问题描述
我正在尝试生成一个模型,该模型将使用resnet作为编码器,使用变压器作为解码器,并使用COCO作为数据库来为图像生成标题。
在对我的模型进行了10个时期的训练之后,我的模型没有产生除单词<pad>
之外的任何内容,这意味着经过模型后的唯一结果仅产生了与<pad>
相对应的标记0
使用调试器后,似乎错误发生在argmax处,其中输出仅变为零而不是其他任何值,但是我不知道如何解决它,这是我的模型是否有问题,或者是方式它受过训练吗?
如果有帮助,我会基于this github建立我的模型。
下载COCO模型的脚本在这里:
Download.sh
mkdir data
wget http://msvocds.blob.core.windows.net/annotations-1-0-3/captions_train-val2014.zip -P ./data/
wget http://images.cocodataset.org/zips/train2014.zip -P ./data/
wget http://images.cocodataset.org/zips/val2014.zip -P ./data/
unzip ./data/captions_train-val2014.zip -d ./data/
rm ./data/captions_train-val2014.zip
unzip ./data/train2014.zip -d ./data/
rm ./data/train2014.zip
unzip ./data/val2014.zip -d ./data/
rm ./data/val2014.zip
非常感谢您的帮助。
这是我的代码:
model.py
import numpy as np
import torch
import torch.nn as nn
import torch.nn.functional as F
import math,copy,time
import torchvision.models as models
from torch.nn import TransformerDecoderLayer,TransformerDecoder
from torch.nn.utils.rnn import pack_padded_sequence
from torch.autograd import Variable
class EncoderCNN(nn.Module):
def __init__(self,embed_size):
super(EncoderCNN,self).__init__()
resnet = models.resnet152(pretrained=True)

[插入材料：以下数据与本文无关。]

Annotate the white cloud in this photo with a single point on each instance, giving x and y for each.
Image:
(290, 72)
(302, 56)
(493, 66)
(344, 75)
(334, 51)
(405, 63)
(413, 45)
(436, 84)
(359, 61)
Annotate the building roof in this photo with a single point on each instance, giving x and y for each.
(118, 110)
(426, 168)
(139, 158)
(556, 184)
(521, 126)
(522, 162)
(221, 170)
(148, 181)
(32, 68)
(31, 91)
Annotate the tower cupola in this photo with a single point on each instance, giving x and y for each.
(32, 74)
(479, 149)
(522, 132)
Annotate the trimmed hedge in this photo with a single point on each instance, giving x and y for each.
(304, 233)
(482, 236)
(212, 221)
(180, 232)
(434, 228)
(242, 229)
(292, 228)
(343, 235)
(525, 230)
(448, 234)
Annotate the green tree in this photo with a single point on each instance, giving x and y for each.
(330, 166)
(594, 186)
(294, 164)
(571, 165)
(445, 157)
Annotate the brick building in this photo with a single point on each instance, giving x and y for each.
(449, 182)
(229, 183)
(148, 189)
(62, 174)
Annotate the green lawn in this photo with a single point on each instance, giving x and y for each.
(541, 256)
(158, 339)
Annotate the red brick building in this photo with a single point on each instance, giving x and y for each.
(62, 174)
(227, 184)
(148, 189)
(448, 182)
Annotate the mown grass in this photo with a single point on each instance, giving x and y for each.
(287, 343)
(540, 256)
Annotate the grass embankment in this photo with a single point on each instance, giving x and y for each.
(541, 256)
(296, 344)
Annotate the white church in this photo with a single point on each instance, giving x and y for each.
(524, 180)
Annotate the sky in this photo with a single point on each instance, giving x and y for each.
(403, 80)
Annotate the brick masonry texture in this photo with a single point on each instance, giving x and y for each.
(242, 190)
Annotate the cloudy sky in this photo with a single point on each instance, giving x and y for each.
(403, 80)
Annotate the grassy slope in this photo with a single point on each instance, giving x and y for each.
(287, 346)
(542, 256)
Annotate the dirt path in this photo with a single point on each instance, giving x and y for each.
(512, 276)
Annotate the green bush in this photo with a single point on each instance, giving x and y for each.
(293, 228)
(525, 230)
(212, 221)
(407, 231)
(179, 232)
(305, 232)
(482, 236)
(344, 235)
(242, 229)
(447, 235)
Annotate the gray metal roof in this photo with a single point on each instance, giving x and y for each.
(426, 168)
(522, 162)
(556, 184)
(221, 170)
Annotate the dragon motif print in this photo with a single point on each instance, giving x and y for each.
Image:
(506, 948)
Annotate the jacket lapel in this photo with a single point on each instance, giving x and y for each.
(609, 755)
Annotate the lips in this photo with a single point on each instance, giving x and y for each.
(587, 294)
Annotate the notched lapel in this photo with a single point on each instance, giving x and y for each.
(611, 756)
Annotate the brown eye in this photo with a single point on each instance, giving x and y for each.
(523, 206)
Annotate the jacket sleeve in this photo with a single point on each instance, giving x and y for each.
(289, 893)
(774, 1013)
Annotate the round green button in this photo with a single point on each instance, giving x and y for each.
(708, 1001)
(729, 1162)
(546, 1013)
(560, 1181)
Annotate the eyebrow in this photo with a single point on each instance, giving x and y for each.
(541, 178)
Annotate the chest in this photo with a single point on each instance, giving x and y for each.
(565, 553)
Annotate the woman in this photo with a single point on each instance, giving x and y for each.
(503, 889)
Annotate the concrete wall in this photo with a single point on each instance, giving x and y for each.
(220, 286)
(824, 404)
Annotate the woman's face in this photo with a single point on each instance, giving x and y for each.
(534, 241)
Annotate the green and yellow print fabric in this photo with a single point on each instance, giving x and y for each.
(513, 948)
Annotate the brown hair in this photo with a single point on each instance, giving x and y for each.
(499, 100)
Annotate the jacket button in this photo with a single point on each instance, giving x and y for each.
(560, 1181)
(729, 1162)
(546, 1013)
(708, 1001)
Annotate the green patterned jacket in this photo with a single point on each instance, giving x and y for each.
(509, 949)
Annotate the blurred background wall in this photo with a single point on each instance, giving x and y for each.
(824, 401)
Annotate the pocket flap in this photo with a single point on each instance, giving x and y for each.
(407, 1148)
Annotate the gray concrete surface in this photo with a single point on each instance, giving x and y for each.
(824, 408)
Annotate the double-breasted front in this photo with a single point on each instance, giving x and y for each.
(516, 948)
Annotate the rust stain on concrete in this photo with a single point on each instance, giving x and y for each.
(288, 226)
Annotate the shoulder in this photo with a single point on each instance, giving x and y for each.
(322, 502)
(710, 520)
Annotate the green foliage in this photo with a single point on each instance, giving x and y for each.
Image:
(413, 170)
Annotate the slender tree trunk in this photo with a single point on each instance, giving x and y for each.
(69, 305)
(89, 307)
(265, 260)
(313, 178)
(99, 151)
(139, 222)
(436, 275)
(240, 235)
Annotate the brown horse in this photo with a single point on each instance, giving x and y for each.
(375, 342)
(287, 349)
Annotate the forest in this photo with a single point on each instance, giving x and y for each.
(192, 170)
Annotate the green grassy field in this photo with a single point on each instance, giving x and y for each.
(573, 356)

self.resnet = nn.Sequential(*list(resnet.children())[:-2])
self.conv1 = nn.Conv2d(2048,embed_size,1)
self.embed_size = embed_size
self.fine_tune()
def forward(self,images):
features = self.resnet(images)
batch_size,_,_ = features.shape
features = self.conv1(features)
features = features.view(batch_size,self.embed_size,-1)
features = features.permute(2,1)
return features
def fine_tune(self,fine_tune=True):
for p in self.resnet.parameters():
p.requires_grad = False
# If fine-tuning,only fine-tune convolutional blocks 2 through 4
for c in list(self.resnet.children())[5:]:
for p in c.parameters():
p.requires_grad = fine_tune
class PositionEncoder(nn.Module):
def __init__(self,d_model,dropout,max_len=5000):
super(PositionEncoder,self).__init__()
self.dropout = nn.Dropout(p=dropout)
pe = torch.zeros(max_len,d_model)
position = torch.arange(0,max_len,dtype=torch.float).unsqueeze(1)
div_term = torch.exp(torch.arange(0,2).float() * (-math.log(10000.0) / d_model))
pe[:,0::2] = torch.sin(position * div_term)
pe[:,1::2] = torch.cos(position * div_term)
pe = pe.unsqueeze(0).transpose(0,1)
self.register_buffer('pe',pe)
def forward(self,x):
x = x + self.pe[:x.size(0),:]
return self.dropout(x)
class Embedder(nn.Module):
def __init__(self,vocab_size,d_model):
super().__init__()
self.embed = nn.Embedding(vocab_size,d_model)
def forward(self,x):
return self.embed(x)
class Transformer(nn.Module):
def __init__(self,h,num_hidden,N,device,dropout_dec=0.1,dropout_pos=0.1):
super(Transformer,self).__init__()
decoder_layers = TransformerDecoderLayer(d_model,dropout_dec)
self.source_mask = None
self.device = device
self.d_model = d_model
self.pos_decoder = PositionalEncoder(d_model,dropout_pos)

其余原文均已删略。